Moderne kunstenaars, eigentijdse staties
Een kruisweg hoeft niet oud te zijn om te boeien, blijkt in Muizen en Gaasbeek
Vandaag heeft elke kerk zijn kruisweg. Nochtans is dat een relatief nieuw gegeven dat pas ontstond in de loop van de vijftiende eeuw onder de invloed van pelgrims die terugkeerden uit het Heilig Land. Telt een kruisweg tegenwoordig doorgaans veertien staties, dan varieerde dat aantal in het verleden wel eens. Aanvankelijk waren er minstens zeven staties. Niet toevallig, want zeven is een heilig getal en slechts voor zeven of acht staties is er voldoende grondslag te vinden in de vier evangeliën. De andere staties grijpen terug naar onder meer de zogenoemde zeven smarten van Maria of naar legendes zoals Veronica die Christus’ gelaat droogt. Veertien staties werden pas algemeen aanvaard in de achttiende eeuw, hoewel er ook nadien nog varianten voorkwamen.

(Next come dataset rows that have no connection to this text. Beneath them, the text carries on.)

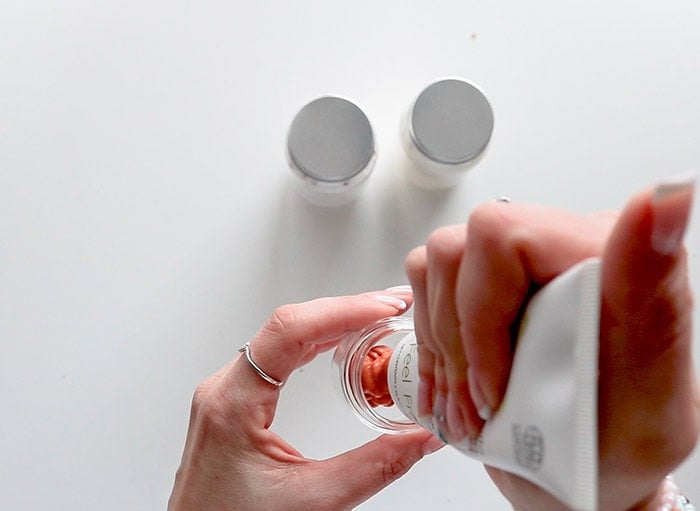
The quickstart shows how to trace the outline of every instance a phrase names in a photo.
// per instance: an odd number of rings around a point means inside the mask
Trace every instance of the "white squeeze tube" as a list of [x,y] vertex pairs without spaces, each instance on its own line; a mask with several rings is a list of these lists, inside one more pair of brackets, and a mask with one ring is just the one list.
[[[477,439],[450,444],[490,466],[517,474],[571,509],[598,503],[598,334],[600,261],[559,275],[528,302],[519,326],[504,399]],[[391,344],[386,373],[394,406],[370,406],[361,362],[375,345]],[[370,427],[396,433],[419,427],[417,341],[410,318],[387,318],[336,349],[343,396]]]

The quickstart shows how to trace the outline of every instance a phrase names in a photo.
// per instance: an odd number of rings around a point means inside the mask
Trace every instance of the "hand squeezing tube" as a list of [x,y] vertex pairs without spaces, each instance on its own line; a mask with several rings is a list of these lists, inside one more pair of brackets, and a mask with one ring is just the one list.
[[[451,444],[469,457],[528,479],[577,511],[598,495],[600,261],[561,274],[528,302],[499,409],[477,438]],[[419,427],[413,320],[380,320],[345,338],[333,359],[357,417],[383,433]]]

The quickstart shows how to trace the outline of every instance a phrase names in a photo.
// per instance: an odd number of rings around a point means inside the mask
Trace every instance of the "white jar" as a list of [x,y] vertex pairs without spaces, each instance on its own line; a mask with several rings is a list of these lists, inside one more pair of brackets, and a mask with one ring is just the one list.
[[287,135],[287,159],[299,193],[319,206],[355,199],[377,159],[374,131],[362,108],[324,96],[305,105]]
[[476,165],[493,132],[493,110],[481,89],[461,78],[432,83],[401,123],[408,178],[427,189],[448,188]]

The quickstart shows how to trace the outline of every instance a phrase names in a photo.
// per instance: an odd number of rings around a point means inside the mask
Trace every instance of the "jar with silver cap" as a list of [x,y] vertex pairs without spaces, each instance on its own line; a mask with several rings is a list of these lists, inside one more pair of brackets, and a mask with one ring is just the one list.
[[461,78],[446,78],[423,89],[401,123],[414,184],[448,188],[476,165],[493,132],[493,110],[481,89]]
[[324,96],[294,117],[287,158],[305,199],[319,206],[346,204],[359,195],[374,168],[374,131],[355,102]]

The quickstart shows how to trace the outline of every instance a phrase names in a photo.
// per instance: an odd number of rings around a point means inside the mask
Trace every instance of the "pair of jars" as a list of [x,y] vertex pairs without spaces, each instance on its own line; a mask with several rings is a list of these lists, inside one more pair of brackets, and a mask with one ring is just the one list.
[[[493,110],[481,89],[459,78],[426,87],[401,122],[412,165],[408,178],[428,189],[448,188],[473,167],[488,146]],[[356,198],[377,159],[372,125],[349,99],[325,96],[292,121],[287,156],[300,194],[321,206]]]

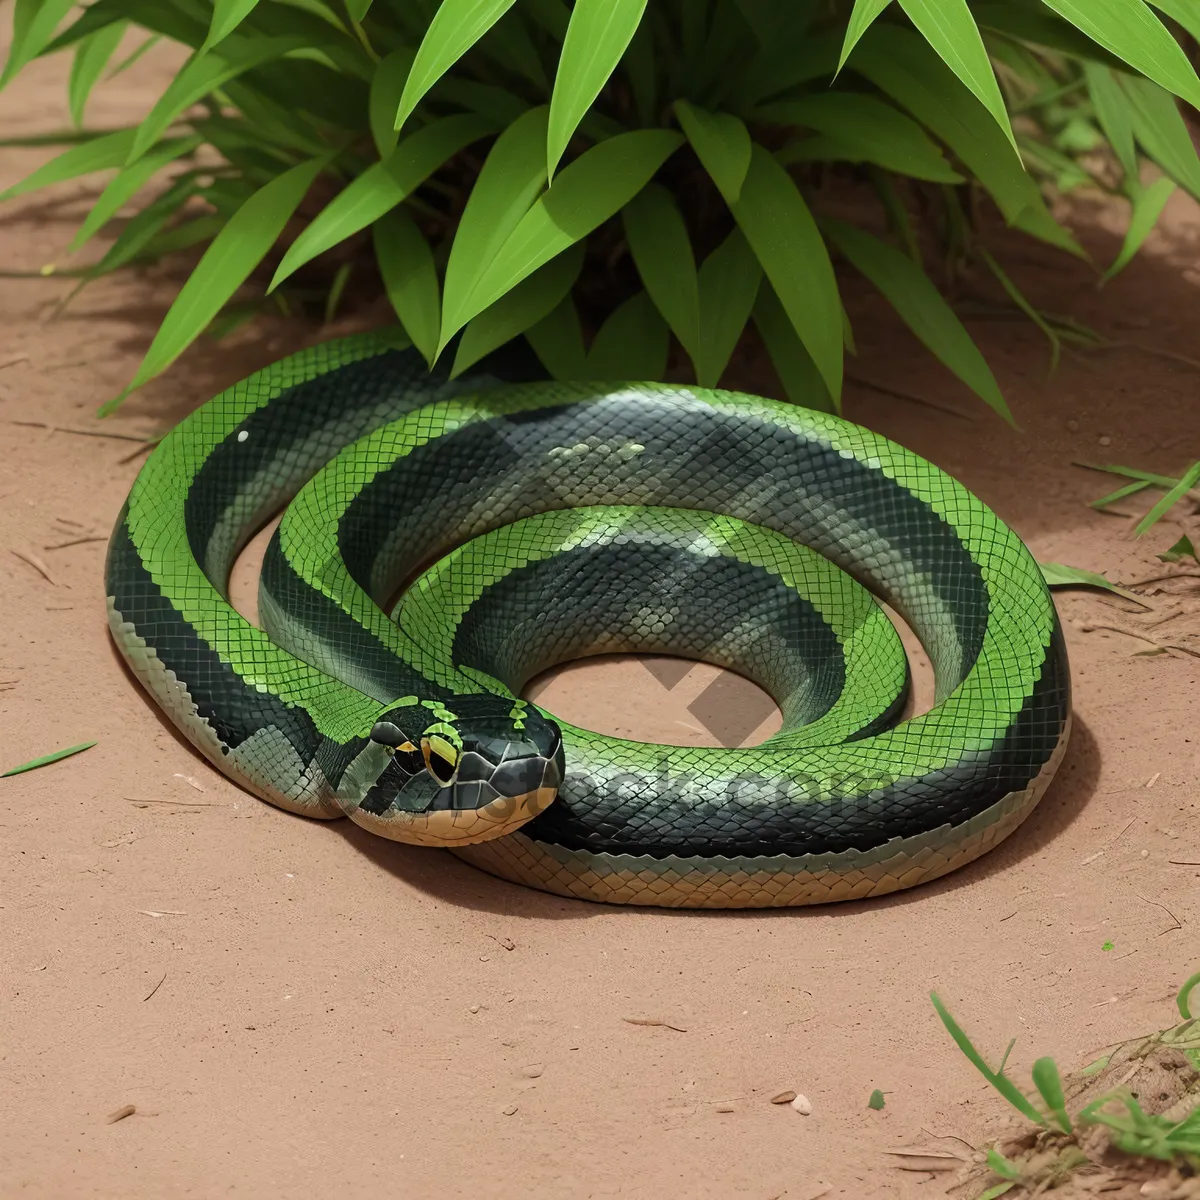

De Vilvoordse beeldhouwer Rik Poot (1924-2006) is vooral bekend door het standbeeld – een acht meter hoge gebalde stalen vuist – dat hij maakte naar aanleiding van de sluiting van de Renaultfabriek in Vilvoorde. Minder bekend zijn zijn talrijke religieuze werken. Denken we maar aan het beeld van de treurende Maria, de Mater dolorosa, voor de basiliek van Onze-Lieve-Vrouw van Troost in zijn geboortestad of aan de Vier ruiters van de Apocalyps in Brugge. Minder bekend is dan weer zijn kruisweg voor de Sint-Lambertuskerk in Muizen.
De kunstenaar vervaardigde de kruisweg voor de kerk van de Mechelse deelgemeente op 28-jarige leeftijd. Aan het eind van de Tweede Wereldoorlog werd de kerk van Muizen in de as gelegd, enkel de zestiende-eeuwse toren bleef gespaard. Voor de wederopbouw deed de parochie een beroep op de modernistische architect [node:field_streamers:0] Lucien Engels. Bij een moderne kerk horen ook werken van modernistische kunstenaars. Aan de ingang prijkt het monumentale arduinen Sint-Lambertusbeeld van Rik Poot. Hij maakte voor de kerk ook een heilige familie in terracotta evenals een opmerkelijk kruisweg bestaande uit eenvoudige, maar uitermate expressieve figuren.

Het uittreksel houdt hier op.